Nel nucleo della sua filosofia Parmenide sostiene che ciò che è reale è eterno, immobile e indivisibile: l'Essere non nasce né muore, non può essere pensato come non-essente e ogni cambiamento è, a rigore, illusorio o frutto di un errore del linguaggio e dei sensi. Questa tesi metafisica di impronta monista pone un problema epistemologico e logico, perché lega la verità al pensiero rigoroso e non all'apparenza. Nei suoi versi compaiono anche immagini mitiche, come la guida da parte di una dea, ma sono al servizio di argomentazioni razionali che mirano a stabilire i limiti del discorso intelligibile.

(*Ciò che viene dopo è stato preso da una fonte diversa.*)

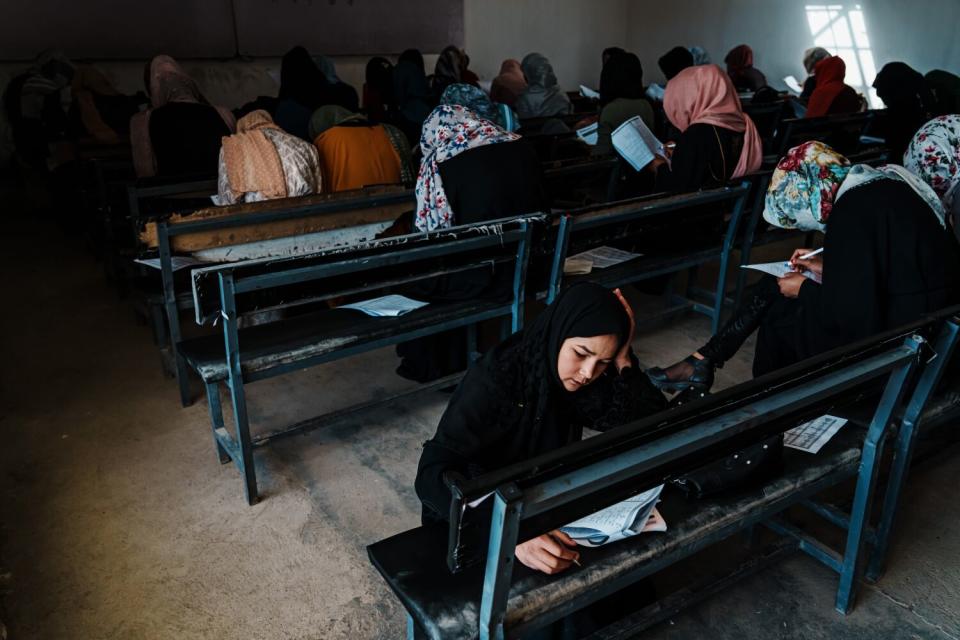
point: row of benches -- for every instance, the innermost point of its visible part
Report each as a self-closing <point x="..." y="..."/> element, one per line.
<point x="459" y="581"/>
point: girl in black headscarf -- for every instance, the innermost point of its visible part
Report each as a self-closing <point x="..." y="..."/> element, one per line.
<point x="534" y="392"/>
<point x="909" y="101"/>
<point x="621" y="98"/>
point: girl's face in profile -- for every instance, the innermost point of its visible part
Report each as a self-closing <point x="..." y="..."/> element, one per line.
<point x="582" y="360"/>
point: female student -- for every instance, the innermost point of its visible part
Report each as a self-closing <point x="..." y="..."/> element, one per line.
<point x="741" y="70"/>
<point x="471" y="171"/>
<point x="830" y="95"/>
<point x="934" y="157"/>
<point x="887" y="260"/>
<point x="263" y="162"/>
<point x="180" y="134"/>
<point x="718" y="141"/>
<point x="571" y="368"/>
<point x="355" y="152"/>
<point x="621" y="98"/>
<point x="542" y="97"/>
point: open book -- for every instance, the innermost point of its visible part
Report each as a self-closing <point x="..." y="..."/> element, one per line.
<point x="622" y="520"/>
<point x="780" y="269"/>
<point x="636" y="143"/>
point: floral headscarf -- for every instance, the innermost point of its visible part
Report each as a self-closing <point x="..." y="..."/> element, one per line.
<point x="448" y="131"/>
<point x="804" y="187"/>
<point x="934" y="157"/>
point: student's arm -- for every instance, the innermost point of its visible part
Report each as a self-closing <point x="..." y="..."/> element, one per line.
<point x="848" y="301"/>
<point x="468" y="428"/>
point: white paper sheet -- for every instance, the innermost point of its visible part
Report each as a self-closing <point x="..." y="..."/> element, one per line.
<point x="386" y="306"/>
<point x="780" y="269"/>
<point x="587" y="92"/>
<point x="636" y="143"/>
<point x="588" y="133"/>
<point x="603" y="257"/>
<point x="811" y="436"/>
<point x="176" y="262"/>
<point x="616" y="522"/>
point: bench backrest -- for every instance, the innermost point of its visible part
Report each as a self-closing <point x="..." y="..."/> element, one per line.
<point x="569" y="483"/>
<point x="658" y="222"/>
<point x="842" y="132"/>
<point x="365" y="267"/>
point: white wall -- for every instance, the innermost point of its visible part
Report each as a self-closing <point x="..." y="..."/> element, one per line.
<point x="921" y="33"/>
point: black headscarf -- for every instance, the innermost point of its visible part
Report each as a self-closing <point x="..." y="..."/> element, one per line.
<point x="909" y="101"/>
<point x="512" y="406"/>
<point x="675" y="61"/>
<point x="301" y="79"/>
<point x="621" y="77"/>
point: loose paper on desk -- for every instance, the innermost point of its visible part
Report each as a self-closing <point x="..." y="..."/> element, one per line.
<point x="622" y="520"/>
<point x="176" y="262"/>
<point x="587" y="92"/>
<point x="636" y="143"/>
<point x="811" y="436"/>
<point x="588" y="133"/>
<point x="780" y="269"/>
<point x="386" y="306"/>
<point x="602" y="257"/>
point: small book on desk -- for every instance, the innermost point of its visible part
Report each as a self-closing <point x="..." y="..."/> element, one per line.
<point x="634" y="141"/>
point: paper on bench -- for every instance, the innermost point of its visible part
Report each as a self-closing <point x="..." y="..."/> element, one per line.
<point x="619" y="521"/>
<point x="636" y="143"/>
<point x="601" y="257"/>
<point x="588" y="133"/>
<point x="780" y="269"/>
<point x="176" y="262"/>
<point x="587" y="92"/>
<point x="386" y="306"/>
<point x="811" y="436"/>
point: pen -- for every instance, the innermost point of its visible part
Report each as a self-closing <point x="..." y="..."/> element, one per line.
<point x="810" y="255"/>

Il pensiero parmenideo ebbe conseguenze immediate nella filosofia greca: gli argomenti di Parmenide stimolarono la reazione di pensatori come Eraclito, con la sua enfasi sul divenire, e generarono sviluppi all'interno della stessa scuola eleatica con figure come Zeno di Elea e Melisso di Samo, che difesero o adottarono vari aspetti del monismo. L'opera di Parmenide influenzò profondamente Platone, che si confrontò con le sue tesi nel dialogo Parmenide, e più tardi suscitò riflessioni critiche in Aristotele e nella tradizione metafisica successiva.

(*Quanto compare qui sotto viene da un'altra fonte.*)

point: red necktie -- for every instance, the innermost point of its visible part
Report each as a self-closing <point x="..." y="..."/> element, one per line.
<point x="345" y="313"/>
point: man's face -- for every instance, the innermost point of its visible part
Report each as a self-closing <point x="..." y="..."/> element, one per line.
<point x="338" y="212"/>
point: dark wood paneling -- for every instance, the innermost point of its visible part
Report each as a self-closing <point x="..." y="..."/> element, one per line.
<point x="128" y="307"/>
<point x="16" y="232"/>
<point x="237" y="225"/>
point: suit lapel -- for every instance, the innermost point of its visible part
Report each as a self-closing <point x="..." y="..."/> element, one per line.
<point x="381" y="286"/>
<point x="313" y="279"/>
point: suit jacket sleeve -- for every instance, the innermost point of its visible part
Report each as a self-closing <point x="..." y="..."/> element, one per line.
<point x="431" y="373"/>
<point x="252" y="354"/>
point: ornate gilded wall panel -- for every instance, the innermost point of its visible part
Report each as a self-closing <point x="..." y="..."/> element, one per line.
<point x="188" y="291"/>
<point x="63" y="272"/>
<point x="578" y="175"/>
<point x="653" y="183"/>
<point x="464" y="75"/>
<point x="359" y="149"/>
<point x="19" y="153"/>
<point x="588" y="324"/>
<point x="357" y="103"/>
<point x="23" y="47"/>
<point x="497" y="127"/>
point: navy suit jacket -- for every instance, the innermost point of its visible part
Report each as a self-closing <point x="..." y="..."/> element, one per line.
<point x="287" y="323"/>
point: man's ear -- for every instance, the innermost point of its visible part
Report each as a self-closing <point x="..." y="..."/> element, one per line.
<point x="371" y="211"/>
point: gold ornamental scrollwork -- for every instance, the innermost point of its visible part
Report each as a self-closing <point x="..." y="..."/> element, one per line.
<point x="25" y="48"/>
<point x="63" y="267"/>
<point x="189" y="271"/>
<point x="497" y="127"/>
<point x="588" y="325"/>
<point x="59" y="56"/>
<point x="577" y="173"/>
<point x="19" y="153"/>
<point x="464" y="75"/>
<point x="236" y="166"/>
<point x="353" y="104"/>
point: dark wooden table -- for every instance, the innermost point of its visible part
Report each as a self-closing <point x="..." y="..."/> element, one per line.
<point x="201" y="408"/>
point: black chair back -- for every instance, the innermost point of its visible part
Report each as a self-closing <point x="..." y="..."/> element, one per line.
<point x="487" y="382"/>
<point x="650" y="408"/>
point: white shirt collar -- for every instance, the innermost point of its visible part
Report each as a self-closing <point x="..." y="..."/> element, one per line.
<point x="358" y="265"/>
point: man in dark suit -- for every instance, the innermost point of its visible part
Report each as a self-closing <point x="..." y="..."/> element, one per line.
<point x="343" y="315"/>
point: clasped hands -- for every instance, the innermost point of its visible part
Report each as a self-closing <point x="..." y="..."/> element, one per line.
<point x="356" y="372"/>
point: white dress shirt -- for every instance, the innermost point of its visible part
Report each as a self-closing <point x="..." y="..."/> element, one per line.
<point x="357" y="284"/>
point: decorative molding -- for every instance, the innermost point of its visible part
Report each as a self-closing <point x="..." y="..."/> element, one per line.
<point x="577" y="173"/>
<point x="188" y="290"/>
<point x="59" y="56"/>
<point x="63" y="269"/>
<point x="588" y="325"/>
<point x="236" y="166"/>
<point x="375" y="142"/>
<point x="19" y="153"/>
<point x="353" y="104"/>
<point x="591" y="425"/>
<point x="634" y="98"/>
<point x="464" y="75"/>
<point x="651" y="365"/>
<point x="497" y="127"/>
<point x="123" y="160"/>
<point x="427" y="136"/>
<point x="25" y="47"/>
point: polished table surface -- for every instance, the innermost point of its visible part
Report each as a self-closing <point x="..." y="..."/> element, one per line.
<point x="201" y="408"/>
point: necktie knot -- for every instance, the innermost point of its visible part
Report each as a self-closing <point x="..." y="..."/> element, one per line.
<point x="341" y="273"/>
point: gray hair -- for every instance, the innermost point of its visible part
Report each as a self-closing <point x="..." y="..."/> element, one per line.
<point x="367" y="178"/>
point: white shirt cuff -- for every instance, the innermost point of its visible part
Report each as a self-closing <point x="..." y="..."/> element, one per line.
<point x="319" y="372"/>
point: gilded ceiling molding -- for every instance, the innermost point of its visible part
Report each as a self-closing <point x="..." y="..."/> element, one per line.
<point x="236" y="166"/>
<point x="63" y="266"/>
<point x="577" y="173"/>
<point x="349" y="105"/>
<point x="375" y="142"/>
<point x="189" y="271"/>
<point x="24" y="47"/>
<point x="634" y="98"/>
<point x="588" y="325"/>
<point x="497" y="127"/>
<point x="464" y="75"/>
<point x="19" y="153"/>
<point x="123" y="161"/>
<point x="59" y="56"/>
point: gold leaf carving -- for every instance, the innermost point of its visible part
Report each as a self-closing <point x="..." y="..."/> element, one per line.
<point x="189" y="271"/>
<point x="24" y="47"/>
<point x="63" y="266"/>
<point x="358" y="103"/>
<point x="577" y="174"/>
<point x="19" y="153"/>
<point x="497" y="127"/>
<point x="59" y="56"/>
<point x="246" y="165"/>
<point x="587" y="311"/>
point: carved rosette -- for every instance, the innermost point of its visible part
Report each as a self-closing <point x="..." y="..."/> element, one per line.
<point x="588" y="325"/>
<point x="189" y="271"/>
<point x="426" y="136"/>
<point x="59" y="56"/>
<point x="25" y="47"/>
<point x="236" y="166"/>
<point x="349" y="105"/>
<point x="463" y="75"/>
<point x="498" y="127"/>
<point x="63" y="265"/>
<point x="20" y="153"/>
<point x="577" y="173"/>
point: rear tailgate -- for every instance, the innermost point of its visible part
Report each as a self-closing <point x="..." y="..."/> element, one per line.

Storicamente, Parmenide è rilevante perché anticipa questioni fondamentali dell'ontologia e della logica: la relazione tra pensiero e realtà, la natura dell'identità e dell'essere, e i limiti del linguaggio filosofico. Le sue idee hanno alimentato dibattiti sulla possibilità di conoscenza certa, sulla distinzione tra apparenza e verità e sulla consistenza di una realtà immutabile. Tra le entità e i concetti strettamente correlati emergono il concetto di Essere, la via della verità, Zeno di Elea, Melisso, Eraclito, Platone e l'intera problematica dell'ontologia classica.